Sie sorgen fürs Wesentliche. Und zahlreiche Gäste hinterlassen mit vielen, vielen Soli an etlichen Stellen gehörig Eindruck, unter anderem Gary Wehrkamp und Brendt Allman (Shadow Gallery), Ali Neander (Rodgau Monotones) oder Andreas Schock und Jost Schlüter (Heavy Traffic). Keine zehn Sekunden ohne spannende Instrumentalbewegungen, klasse! Für die ein oder andere Überraschung sorgt die Verteilung der Gesangsrollen. Neben vielen weniger bekannten Stimmen singt zum Beispiel auch Ex-Yeser Billy Sherwood mit, Spocks's Beard-Drummer (!) Jimmy Keagan und die beiden bereits genannten Shadow Gallery-Instrumentalisten Gary Wehrkamp und Brendt Allman.
Sie erzählen die Geschichte von und über "Elinoire", die aus der Feder von Schreiberin und (Mit-)Sängerin Kiri Geiles stammt - neben Martin Schnella somit eine Art zweiter kreativer Mittelpunkt der Band. Es geht um das schwere Schicksal einer Familie: Elinoires Mutter stirbt bei deren Geburt. Ihr Vater Adam kann den Verlust seiner geliebten Frau nie überwinden und projiziert Schuld auf Elinoire. So weit, so tragisch - aber so einfach bleibt es nicht: Ein dunkles Geheimnis aus der Vergangenheit wird zu Tage gefördert; es kommt zu dramatischen Wendungen im Leben der Familie. Und wahrlich 'dramatisch' ist das Ganze auch umgesetzt - man könnte "Elinoire" sofort als packendes Prog-Musical auf die Bühne bringen.
Ein musikalisches Thema wird eingeführt - "Elinoire's Theme" - elegisch, zerbrechlich ... die ersten Eindrücke erinnern an Sylvan.

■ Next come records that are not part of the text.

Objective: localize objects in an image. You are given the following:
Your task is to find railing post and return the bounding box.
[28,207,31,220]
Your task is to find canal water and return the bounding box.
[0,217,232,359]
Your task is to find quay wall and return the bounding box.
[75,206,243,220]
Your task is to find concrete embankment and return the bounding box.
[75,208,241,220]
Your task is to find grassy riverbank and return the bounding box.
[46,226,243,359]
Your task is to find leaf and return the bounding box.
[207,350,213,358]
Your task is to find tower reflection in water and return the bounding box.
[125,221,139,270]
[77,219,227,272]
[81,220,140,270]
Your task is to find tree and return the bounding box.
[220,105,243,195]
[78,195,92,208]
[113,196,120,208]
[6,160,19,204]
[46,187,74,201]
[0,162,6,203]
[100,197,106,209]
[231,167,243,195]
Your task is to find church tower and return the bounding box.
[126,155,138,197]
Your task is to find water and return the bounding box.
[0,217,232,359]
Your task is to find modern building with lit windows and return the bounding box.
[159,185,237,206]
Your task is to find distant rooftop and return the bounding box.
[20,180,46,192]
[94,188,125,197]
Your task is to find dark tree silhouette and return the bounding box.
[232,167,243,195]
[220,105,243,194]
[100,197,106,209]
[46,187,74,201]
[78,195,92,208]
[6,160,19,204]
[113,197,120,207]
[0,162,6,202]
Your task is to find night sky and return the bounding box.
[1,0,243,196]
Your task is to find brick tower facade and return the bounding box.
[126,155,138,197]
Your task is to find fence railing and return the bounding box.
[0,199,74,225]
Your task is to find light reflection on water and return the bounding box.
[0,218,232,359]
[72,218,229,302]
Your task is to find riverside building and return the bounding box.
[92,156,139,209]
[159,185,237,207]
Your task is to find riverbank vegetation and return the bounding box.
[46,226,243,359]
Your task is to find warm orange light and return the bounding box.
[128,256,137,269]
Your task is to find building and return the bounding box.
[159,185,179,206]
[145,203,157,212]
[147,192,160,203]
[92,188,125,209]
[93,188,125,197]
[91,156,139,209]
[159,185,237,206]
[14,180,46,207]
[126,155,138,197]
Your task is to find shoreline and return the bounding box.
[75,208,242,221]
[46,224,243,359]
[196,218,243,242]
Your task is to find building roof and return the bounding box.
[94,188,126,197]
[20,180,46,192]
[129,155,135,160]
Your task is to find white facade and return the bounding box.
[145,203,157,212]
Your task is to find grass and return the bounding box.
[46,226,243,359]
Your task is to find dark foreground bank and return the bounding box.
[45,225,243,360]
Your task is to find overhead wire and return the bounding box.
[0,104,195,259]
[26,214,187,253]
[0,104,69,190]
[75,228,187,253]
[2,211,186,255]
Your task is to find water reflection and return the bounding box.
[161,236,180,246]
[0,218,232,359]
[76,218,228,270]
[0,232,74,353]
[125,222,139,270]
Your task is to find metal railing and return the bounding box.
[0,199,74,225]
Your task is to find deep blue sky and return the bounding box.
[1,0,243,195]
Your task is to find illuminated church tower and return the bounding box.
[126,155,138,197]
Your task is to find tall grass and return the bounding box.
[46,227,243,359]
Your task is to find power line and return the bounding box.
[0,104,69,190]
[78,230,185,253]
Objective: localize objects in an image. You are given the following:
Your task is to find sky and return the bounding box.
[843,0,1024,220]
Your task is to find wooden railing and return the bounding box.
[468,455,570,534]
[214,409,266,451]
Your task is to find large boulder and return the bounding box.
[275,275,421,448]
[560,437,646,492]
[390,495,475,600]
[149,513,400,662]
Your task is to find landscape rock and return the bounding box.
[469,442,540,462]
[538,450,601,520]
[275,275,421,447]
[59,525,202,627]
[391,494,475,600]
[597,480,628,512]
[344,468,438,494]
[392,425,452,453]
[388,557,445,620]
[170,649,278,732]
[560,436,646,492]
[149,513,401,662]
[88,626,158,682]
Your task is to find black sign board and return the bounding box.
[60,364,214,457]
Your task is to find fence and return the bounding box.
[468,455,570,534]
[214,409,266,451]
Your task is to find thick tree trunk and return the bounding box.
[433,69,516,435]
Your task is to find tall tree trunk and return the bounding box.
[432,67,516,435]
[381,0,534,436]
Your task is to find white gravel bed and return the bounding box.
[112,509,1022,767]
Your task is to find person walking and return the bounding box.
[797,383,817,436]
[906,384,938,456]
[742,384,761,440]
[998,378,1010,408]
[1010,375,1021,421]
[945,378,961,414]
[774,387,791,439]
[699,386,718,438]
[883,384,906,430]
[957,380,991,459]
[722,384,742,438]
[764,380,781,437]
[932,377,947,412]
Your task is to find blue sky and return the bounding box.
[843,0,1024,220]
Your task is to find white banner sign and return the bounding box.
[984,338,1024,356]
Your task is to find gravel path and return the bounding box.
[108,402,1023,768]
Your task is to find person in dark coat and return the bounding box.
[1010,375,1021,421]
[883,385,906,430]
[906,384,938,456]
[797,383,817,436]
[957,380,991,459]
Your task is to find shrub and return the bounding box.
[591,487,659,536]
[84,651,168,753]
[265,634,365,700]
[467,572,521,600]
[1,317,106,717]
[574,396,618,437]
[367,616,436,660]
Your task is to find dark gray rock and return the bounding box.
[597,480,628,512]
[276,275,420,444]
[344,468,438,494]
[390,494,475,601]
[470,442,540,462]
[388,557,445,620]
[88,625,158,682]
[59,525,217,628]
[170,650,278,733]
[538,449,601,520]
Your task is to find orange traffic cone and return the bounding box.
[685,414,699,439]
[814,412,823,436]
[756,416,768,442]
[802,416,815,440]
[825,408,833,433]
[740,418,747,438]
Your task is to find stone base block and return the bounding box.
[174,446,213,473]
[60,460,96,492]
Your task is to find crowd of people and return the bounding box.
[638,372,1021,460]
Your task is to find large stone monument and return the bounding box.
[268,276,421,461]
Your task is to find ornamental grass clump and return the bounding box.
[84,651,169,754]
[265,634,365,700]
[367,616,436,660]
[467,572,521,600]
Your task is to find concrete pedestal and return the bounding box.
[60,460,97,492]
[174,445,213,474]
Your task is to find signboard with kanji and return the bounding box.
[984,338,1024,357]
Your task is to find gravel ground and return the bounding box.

Die im Kanon miteinander verstrickten Gesänge von "Initiation Fugato" verschieben den Fokus in Richtung Spock's Beard. Und bei der "Overture" wird dem geneigten Fan ein begnadetes non-vokales Prog-Feuerwerk im Stile von Vanden Plas oder Dream Theater geboten, das sich plötzlich beruhigt und sich in das anfangs eingeführte Thema zusteuert - dieses Mal aber in sehr energischer Lead-Gitarren-Version. Die ersten Schauer sind über den Rücken gezogen, die ersten großen Spannungsbögen sind gespannt und die komplette Strecke von fragil bis bombastisch abgesteckt ... und das war erst das (dreiteilige) Intro.
Es folgt eine schier endlose Aneinanderreihung von Power Metal, Melodic Rock- und Progressive-Highlights, die nicht selten an Ayreon erinnern. So zum Beispiel "First Day" mit diesem betörenden Wechsel aus zartem, balladadenhaftem Gesang zur akustischen Gitarre und aggressiven, rauen Vocals. Aber auch die messerscharfen, rhythmisch akzentuierten Riffs von "Time Mirror" könnten glatt auf einer Arjen Lucassen-Platte stehen - welch eine monumentaler Gitarrensound, welch ein Groove, welch ein grandioser Mix, wenn sich die vielen perfekt aufeinander abgestimmten Gesangsschichten darüberlegen! Und dann noch Überraschungen wie ein Fünffach-Solo (!), bestehend aus Synthesizer, Gitarre, funky Gitarre, Saxofon und nochmal Gitarre. Jedes einzelne Extraklasse.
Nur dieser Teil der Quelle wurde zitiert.